Carrot Cake Cupcakes with Pineapple, Walnuts, Golden Raisins, and Cream Cheese Frosting

Carrot Cake Cupcakes with Pineapple, Walnuts, Golden Raisins, and Cream Cheese Frosting

I wanted to make carrot cake cupcakes for a friend who mentioned her favorite dessert a few months before her birthday.  I had never made carrot cake with pineapple, raisins, or walnuts before, but since she mentioned those, I wanted to find a recipe that included everything she described.  These cupcakes were the best carrot cake cupcakes I have ever made! This is without a doubt a recipe I will save and make again.

Recipe adapted from Food Network

Ingredients:

Cupcakes-

1 cup granulated sugar

2/3 cup unsweetened applesauce

2 large eggs

½ teaspoon vanilla extract

1 ¼ cups all-purpose flour

1 teaspoon ground cinnamon

1 teaspoon baking soda

1 teaspoon salt

½ cup golden raisins

½ cup chopped and toasted walnuts

½ pound carrots grated

¼ cup crushed pineapple drained slightly

Frosting-

8 ounces reduced fat cream cheese at room temperature

¼ pound unsalted butter (1 stick) at room temperature

1 teaspoon pineapple juice

¾ pound confectioners’ sugar (more if needed to reach desired consistency)

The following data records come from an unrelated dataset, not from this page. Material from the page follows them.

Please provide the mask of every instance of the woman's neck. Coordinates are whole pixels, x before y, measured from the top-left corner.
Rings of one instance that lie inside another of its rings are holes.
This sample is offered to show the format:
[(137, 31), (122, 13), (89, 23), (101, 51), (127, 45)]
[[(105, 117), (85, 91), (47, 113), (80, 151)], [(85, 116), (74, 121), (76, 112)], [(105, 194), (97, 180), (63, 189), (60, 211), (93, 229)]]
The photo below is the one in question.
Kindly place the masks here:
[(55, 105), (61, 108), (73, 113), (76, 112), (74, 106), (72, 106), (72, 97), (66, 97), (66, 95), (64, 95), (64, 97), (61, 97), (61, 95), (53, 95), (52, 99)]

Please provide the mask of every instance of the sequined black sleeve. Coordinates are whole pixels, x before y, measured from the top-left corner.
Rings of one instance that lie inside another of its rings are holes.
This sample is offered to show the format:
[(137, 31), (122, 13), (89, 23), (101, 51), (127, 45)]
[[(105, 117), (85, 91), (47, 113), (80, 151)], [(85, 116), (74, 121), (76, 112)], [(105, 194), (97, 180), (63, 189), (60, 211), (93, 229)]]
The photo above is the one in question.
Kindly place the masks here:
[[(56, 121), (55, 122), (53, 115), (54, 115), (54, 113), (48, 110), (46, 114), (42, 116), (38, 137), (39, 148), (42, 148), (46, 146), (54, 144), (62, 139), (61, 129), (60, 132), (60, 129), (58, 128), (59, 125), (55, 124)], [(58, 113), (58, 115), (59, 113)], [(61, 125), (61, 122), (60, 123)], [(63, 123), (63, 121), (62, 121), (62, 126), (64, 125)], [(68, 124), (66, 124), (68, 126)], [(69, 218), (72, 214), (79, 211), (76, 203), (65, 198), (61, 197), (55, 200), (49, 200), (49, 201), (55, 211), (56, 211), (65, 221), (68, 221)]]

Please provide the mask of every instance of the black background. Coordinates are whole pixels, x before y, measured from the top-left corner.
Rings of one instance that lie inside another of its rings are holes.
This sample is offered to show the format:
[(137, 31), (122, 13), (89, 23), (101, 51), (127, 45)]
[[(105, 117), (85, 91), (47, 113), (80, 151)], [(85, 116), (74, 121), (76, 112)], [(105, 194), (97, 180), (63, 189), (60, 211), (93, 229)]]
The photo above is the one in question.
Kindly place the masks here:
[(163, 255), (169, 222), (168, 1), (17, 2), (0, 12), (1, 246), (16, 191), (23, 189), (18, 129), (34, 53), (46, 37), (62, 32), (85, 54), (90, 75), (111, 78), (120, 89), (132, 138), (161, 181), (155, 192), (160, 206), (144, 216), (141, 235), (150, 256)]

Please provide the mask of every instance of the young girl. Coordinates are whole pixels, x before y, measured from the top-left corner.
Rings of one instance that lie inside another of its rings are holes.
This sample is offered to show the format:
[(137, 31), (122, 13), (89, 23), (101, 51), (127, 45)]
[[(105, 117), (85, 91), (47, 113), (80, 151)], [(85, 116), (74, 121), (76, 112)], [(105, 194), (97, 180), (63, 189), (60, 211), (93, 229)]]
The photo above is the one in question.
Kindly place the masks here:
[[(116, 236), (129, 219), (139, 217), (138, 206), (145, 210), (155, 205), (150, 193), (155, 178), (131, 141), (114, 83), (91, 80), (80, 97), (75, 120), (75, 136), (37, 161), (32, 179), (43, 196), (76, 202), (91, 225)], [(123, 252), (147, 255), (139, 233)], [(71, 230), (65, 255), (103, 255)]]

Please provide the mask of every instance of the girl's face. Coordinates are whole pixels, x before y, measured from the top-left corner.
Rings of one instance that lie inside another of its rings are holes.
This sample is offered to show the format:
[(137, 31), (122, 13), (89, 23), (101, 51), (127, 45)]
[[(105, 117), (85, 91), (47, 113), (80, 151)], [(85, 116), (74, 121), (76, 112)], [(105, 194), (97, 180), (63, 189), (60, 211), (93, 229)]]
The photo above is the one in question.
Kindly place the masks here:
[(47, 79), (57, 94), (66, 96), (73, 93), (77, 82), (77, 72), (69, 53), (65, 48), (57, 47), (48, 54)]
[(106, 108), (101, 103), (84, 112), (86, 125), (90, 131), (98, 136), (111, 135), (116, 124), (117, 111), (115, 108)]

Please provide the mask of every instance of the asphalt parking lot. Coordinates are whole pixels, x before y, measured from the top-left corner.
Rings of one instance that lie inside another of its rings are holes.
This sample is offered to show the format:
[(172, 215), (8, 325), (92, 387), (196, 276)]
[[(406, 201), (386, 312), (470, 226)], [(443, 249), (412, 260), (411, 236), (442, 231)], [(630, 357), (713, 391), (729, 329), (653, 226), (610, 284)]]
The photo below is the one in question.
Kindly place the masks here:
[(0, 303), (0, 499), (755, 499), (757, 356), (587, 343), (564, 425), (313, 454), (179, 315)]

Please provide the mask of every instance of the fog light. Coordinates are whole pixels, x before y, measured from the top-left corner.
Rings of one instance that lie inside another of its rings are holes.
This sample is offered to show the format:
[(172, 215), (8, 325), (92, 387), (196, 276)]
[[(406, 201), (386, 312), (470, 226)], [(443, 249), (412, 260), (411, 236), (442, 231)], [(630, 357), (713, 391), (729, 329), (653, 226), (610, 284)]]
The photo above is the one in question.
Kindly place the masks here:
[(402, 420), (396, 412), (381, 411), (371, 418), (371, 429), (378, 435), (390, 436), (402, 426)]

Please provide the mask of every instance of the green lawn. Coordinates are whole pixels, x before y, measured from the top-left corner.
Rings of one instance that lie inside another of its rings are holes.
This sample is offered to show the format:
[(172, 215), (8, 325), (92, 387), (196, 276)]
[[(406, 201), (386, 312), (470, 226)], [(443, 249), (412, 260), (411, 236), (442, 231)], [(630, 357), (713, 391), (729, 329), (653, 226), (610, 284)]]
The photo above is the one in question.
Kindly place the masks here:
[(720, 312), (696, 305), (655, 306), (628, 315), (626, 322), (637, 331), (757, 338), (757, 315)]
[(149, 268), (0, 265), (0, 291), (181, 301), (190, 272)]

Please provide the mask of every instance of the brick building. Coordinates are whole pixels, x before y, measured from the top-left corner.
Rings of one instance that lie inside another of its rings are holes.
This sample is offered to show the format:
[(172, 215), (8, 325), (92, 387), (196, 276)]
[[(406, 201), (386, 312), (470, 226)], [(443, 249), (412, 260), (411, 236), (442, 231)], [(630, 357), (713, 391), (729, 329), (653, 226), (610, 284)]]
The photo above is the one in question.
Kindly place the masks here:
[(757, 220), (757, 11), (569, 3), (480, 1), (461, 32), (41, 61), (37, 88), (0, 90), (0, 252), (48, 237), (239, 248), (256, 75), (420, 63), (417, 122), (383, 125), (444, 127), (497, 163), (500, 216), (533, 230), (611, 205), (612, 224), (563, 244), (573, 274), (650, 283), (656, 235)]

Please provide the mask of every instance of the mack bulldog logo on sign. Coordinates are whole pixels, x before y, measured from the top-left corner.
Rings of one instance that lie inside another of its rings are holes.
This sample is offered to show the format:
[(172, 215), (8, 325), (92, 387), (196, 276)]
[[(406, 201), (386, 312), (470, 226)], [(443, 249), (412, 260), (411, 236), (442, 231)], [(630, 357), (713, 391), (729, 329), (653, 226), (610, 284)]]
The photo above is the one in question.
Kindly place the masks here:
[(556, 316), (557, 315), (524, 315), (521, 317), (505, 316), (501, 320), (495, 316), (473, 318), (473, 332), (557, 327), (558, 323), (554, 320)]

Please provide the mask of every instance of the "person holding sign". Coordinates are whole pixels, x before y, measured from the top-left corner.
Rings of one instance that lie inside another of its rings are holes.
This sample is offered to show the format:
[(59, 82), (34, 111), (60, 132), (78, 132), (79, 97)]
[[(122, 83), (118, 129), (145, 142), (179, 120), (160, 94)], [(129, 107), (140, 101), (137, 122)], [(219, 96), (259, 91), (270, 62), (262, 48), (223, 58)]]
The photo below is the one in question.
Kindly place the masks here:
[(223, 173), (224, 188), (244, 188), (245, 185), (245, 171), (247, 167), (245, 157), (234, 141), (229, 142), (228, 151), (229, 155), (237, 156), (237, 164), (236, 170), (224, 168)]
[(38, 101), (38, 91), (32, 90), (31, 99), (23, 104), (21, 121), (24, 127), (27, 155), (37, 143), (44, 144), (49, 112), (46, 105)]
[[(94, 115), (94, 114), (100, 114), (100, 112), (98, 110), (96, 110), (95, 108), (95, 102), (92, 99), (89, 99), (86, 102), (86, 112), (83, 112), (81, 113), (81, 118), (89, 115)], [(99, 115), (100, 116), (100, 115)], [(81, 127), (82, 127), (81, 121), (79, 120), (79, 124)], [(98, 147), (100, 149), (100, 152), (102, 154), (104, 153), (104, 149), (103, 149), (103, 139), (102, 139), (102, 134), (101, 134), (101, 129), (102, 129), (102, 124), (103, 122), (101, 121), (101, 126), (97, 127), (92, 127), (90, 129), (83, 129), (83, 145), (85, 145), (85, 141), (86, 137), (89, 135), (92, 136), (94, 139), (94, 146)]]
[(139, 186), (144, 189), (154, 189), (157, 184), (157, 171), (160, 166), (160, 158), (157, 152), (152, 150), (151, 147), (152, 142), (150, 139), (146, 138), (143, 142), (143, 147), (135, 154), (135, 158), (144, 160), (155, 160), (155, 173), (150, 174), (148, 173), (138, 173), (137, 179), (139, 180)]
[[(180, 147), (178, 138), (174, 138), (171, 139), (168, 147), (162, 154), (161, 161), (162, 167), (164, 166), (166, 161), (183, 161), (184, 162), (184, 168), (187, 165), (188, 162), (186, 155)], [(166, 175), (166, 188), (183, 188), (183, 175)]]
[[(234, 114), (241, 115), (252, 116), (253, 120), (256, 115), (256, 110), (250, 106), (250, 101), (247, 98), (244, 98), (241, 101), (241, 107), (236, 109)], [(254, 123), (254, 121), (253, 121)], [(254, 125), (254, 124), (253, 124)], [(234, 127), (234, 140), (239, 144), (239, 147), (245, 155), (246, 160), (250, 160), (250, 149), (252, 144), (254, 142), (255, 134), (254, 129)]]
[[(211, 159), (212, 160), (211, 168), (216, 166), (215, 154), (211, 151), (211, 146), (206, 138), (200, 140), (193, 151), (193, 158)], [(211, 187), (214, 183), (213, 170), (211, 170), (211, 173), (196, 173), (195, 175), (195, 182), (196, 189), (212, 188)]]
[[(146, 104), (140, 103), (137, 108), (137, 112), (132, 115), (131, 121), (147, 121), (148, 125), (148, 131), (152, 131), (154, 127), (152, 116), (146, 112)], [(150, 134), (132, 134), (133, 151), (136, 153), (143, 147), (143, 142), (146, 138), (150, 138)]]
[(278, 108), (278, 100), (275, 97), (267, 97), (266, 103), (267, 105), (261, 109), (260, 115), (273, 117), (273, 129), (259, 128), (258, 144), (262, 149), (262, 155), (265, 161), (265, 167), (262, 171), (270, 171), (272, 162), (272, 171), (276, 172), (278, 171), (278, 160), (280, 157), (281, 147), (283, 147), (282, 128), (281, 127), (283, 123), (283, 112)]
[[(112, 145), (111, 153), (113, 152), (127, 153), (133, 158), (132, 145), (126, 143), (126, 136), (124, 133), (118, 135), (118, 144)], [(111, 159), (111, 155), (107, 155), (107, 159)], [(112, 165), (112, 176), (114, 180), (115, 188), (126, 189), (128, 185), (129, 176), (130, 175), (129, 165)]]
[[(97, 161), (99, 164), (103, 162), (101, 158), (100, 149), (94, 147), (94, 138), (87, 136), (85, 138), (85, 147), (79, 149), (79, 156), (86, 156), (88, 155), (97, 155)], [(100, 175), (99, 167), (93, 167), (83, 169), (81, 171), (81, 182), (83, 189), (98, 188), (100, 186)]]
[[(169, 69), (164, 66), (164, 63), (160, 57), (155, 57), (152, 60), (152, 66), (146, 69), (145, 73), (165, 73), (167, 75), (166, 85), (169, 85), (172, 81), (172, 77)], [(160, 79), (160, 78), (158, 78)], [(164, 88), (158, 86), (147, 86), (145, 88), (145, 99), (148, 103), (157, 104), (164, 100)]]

Optional Topping- Dried or fresh pineapple

Directions:

  1. Line 12-15 muffin tins with liners and preheat the oven to 350 degrees.
  2. Arrange walnuts in a single layer on a small aluminum foil lined baking sheet.  Roast at 350 for 5 minutes.
  3. Beat sugar, applesauce, and eggs in an electric mixer with a paddle attachment until light yellow.
  4. Add the vanilla and mix in.
  5. Add flour, cinnamon, salt, and baking soda to a medium bowl and whisk to combine.
  6. Gradually fold in the dry ingredients to the mixer.  Mix on low to incorporate.
  7. Scrape down the sides of the mixing bowl.  Then fold in the carrots, walnuts, raisins, and pineapple.  Mix gently to combine.
  8. Use a large cookie scooper to fill muffin tins 2/3 of the way. 
  9. Bake 20-25 minutes until a toothpick inserted in the center comes out clean.
  10. Remove cupcakes from muffin pan and cool on a wire rack.
  11. Add cream cheese, butter, and pineapple juice to a stand mixer.  Mix with a whisk attachment until light and fluffy.  Gradually add in the powdered sugar mixing on low.  Scrape down the sides periodically.  Continue to add sugar until you reach the desired consistency. 
  12. Transfer icing to a piping bag and pipe icing on cooled cupcakes.  Store any extra icing in an air-tight container in the refrigerator.
  13. Optional top cupcakes with dried or fresh pineapple. 
  14. Enjoy without guilt since the carrots, pineapple, walnuts, and raisins make these a healthyish dessert!